So, the inflection point of the position function is t = 2.

Q: What is the physical significance of the inflection point?

A: The inflection point represents a change in the concavity of the position function. At t = 2, the position function changes from being concave up to being concave down.

Q: Can you provide more information about the particle's motion?

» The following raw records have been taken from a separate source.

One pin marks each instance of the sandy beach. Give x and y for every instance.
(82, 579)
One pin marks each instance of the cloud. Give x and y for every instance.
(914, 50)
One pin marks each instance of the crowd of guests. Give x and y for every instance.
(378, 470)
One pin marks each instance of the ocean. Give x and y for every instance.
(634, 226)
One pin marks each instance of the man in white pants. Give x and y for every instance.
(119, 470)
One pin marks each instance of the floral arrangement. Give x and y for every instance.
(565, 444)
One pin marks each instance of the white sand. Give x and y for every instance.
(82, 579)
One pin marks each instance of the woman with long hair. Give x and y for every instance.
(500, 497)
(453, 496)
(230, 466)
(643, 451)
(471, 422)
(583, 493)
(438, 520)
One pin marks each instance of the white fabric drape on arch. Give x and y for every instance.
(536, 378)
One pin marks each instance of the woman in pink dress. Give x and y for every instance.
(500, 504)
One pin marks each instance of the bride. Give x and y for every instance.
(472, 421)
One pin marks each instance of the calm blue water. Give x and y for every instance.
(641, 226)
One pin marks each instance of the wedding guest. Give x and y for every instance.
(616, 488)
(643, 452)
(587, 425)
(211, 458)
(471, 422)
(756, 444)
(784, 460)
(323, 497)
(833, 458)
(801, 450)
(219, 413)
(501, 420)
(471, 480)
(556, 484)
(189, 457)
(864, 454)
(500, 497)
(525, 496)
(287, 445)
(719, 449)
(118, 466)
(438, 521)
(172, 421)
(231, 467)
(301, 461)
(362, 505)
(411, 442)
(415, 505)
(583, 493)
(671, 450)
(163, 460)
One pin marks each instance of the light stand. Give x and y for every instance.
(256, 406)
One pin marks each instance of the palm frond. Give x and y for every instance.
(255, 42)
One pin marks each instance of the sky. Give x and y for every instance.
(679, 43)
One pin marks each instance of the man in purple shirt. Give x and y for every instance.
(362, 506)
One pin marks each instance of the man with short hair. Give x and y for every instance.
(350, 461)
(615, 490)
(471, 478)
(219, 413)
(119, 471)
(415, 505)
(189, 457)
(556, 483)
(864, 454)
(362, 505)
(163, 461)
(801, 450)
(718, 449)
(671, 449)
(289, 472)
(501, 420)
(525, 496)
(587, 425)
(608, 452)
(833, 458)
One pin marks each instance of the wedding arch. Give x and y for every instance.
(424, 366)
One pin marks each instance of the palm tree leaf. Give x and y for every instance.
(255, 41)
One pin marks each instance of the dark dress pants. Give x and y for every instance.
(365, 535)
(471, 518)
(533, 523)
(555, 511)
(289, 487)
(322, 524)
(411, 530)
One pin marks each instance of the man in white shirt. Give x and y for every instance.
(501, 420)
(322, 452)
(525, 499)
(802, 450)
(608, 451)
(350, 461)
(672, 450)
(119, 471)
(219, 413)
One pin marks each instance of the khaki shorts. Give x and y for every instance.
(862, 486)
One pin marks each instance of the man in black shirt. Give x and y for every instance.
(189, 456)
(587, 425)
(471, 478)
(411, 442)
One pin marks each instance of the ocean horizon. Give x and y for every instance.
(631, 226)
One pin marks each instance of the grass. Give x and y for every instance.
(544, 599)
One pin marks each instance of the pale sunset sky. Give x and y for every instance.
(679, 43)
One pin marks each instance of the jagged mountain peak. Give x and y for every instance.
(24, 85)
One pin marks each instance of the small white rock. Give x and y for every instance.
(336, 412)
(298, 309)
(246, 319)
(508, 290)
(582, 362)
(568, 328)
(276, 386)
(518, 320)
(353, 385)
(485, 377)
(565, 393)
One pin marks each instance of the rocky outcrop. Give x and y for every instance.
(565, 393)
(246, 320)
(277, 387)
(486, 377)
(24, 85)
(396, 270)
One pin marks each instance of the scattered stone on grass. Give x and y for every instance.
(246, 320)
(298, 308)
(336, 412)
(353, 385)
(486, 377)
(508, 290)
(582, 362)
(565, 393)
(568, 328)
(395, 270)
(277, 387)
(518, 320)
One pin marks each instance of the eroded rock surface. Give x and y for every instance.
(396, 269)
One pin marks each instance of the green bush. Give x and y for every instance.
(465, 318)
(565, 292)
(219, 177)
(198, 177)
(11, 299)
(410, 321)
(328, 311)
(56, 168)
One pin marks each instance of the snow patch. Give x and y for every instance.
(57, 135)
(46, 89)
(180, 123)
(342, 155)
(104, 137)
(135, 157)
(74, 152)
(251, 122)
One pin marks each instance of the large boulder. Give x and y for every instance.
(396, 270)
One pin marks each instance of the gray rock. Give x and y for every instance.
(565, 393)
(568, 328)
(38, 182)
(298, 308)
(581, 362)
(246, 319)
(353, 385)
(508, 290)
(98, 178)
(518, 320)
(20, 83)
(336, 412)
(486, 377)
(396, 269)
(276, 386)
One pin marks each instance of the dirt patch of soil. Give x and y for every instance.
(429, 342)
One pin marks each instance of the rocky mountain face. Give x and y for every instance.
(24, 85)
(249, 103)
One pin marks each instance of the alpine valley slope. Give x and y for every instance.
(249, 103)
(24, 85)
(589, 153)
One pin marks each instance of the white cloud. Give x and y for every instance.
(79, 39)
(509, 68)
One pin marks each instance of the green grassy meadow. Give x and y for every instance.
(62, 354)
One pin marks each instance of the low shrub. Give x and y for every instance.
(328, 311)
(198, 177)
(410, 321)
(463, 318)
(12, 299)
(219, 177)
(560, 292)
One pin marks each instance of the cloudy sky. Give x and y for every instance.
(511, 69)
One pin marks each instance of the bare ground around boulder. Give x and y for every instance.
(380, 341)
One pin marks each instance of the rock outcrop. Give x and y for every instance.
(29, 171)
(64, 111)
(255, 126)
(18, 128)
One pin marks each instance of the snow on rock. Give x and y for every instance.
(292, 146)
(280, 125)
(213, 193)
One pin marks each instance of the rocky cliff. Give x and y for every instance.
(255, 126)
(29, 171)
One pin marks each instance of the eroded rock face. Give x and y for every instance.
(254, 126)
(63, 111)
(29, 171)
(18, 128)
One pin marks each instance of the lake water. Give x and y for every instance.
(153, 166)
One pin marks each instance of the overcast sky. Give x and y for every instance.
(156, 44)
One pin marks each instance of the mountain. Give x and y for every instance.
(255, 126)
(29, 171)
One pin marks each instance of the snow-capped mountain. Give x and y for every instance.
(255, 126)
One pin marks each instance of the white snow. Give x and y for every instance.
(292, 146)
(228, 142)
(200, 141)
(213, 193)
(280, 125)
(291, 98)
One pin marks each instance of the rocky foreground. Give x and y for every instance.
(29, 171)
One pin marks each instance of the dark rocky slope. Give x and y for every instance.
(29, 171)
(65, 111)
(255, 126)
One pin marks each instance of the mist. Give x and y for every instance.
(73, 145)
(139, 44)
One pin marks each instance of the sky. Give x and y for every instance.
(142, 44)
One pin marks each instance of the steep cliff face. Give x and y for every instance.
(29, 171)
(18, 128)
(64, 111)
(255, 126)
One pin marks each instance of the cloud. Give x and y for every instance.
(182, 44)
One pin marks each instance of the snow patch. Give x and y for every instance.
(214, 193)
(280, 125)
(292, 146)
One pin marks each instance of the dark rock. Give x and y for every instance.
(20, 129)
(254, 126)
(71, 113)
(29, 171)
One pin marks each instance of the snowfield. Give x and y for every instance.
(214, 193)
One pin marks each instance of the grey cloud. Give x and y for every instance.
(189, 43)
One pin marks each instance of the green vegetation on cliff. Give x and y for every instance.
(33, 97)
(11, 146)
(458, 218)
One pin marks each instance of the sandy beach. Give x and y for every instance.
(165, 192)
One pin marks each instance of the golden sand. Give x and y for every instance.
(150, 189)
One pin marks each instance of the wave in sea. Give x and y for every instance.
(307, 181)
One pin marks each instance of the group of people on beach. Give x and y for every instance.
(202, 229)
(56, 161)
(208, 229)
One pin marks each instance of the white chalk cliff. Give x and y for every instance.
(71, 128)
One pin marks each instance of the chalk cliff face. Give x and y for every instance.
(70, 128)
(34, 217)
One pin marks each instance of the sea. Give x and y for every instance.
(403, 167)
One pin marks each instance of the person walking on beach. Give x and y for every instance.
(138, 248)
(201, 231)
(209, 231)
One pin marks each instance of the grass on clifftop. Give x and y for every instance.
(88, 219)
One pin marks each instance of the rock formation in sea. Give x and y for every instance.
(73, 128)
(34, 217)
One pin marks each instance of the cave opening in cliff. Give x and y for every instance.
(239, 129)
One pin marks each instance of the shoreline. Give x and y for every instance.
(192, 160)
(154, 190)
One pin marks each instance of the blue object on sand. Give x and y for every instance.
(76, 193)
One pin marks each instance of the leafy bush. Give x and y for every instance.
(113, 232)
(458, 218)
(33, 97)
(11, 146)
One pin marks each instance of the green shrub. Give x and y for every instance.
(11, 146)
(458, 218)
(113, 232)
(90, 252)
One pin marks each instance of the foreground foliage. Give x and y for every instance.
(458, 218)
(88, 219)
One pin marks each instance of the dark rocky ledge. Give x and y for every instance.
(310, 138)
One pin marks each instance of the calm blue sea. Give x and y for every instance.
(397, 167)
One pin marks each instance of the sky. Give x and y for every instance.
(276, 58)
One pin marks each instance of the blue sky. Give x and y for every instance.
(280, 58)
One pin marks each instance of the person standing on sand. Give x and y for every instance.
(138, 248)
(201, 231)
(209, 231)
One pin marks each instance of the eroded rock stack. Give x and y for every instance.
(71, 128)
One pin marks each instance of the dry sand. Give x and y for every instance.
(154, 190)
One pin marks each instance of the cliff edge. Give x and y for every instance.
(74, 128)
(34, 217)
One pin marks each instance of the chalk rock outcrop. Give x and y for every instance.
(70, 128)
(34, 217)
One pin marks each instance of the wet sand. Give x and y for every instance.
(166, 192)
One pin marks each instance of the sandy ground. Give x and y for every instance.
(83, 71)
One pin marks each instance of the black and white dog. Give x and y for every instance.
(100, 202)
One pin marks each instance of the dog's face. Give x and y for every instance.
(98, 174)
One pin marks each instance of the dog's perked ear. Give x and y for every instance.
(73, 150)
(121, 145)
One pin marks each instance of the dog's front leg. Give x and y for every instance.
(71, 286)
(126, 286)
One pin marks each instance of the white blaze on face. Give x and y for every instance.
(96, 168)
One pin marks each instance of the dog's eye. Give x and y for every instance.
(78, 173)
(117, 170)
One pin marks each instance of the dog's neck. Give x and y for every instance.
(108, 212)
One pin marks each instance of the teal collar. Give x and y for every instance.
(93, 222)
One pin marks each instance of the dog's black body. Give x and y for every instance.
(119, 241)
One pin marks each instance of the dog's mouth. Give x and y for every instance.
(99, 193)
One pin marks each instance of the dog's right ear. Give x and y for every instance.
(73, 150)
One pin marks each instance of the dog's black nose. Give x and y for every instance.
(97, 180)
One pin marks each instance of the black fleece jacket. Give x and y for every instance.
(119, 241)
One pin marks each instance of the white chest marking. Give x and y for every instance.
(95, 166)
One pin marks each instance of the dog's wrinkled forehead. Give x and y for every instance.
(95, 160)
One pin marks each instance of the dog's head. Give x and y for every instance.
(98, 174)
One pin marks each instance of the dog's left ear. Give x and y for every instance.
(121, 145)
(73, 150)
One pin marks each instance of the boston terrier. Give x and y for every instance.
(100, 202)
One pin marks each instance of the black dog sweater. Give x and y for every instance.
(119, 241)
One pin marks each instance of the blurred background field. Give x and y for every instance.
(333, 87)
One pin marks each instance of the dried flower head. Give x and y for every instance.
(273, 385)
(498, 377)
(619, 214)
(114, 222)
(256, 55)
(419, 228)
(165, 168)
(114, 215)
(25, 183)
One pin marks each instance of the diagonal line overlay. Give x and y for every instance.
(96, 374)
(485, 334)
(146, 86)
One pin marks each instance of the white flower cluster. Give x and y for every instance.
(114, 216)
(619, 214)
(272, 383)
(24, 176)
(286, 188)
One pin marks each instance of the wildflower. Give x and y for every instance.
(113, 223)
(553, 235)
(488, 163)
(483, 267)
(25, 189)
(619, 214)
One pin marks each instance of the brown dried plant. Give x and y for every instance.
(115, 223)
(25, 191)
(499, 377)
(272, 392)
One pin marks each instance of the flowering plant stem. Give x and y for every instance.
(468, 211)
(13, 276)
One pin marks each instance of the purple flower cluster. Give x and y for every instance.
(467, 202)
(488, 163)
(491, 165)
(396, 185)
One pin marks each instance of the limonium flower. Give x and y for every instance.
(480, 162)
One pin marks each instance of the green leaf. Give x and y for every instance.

A: Yes, we can provide more information about the particle's motion. The particle's motion is described by the position function y(t) = t^3 - 6t^2 + 9t. The particle's velocity is given by the derivative of the position function, and the particle's acceleration is given by the derivative of the velocity function. The particle's motion is critical at the points t = 1 and t = 3, where the position function has a maximum and minimum, respectively.

Q: Can you provide more information about the mathematical techniques used to analyze the particle's motion?

A: Yes, we can provide more information about the mathematical techniques used to analyze the particle's motion. The mathematical techniques used include calculus, specifically the derivative and second derivative of the position function, as well as the second derivative test to determine the nature of the critical points.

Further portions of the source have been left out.